A few months ago, I noticed something about myself that I didn’t like. I noticed a very strange reaction whenever someone in my family said “I love you”. I stiffened. I cringed a little. Obviously, I was alarmed at this response and concerned for my own emotional well being. What sort of horrible, unresolved issues could I possibly have to invoke such a response to affection from those I love? I might be sicker than I think. I tried to pretend it wasn’t happening, and then when that didn’t work, I got pretty worried. After analyzing it and making some observations though, I think I’ve got it figured out.
See if you can spot the pattern too.
“I love you beautiful…you wouldn’t want to make me some popcorn, would you?”
“Mama, you’re dabestindaworld….and….can we go out to dinner?”
“I love you mama, will you make me some toast?”
“You look pretty, Mommy. Can I get on my computer?”
“That’s a nice shirt Mom. Can I go to the movies with Jenny?”
“I love you SO MUCH mama! What’s for dinner?”
Are you seeing it? My family seems to be extremely skilled in behavioral psychology and positive reinforcement, don’t they?
But here’s the deal. When the reinforcement comes before the action, then the reinforcement becomes the action, and the reinforcement becomes negative. As in, everysingleflippingtimesomeonetellsmetheyloveme, it means they WANT something.
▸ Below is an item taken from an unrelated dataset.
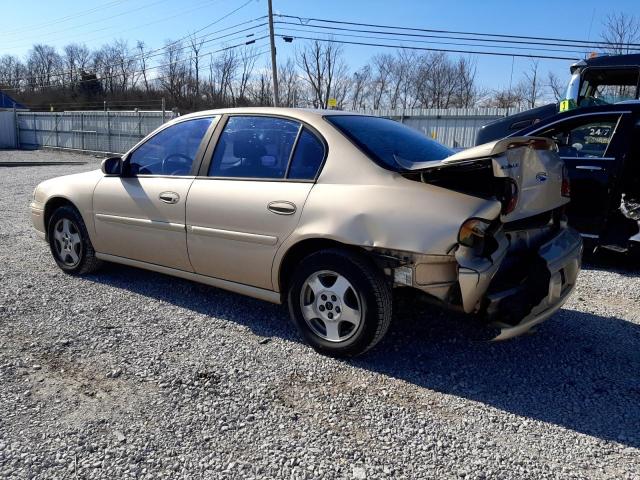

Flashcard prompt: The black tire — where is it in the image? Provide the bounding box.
[47,206,102,275]
[288,249,392,357]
So I stiffen and cringe. Ick.
It was really hammered home for me yesterday morning when I was gingerly climbing over my four-year old to get out of bed at 5:00 am and the voice from the other side of the bed, the one who had another lovely few hours of sleep ahead of it, said “I love you baby, will you bring me my phone?” Ick.
I don’t mind doing any of these things, and I know my family loves me unconditionally. But whatever biological mechanism it is that responds to behavioral conditioning does not. What would Pavlov prescribe for this conundrum?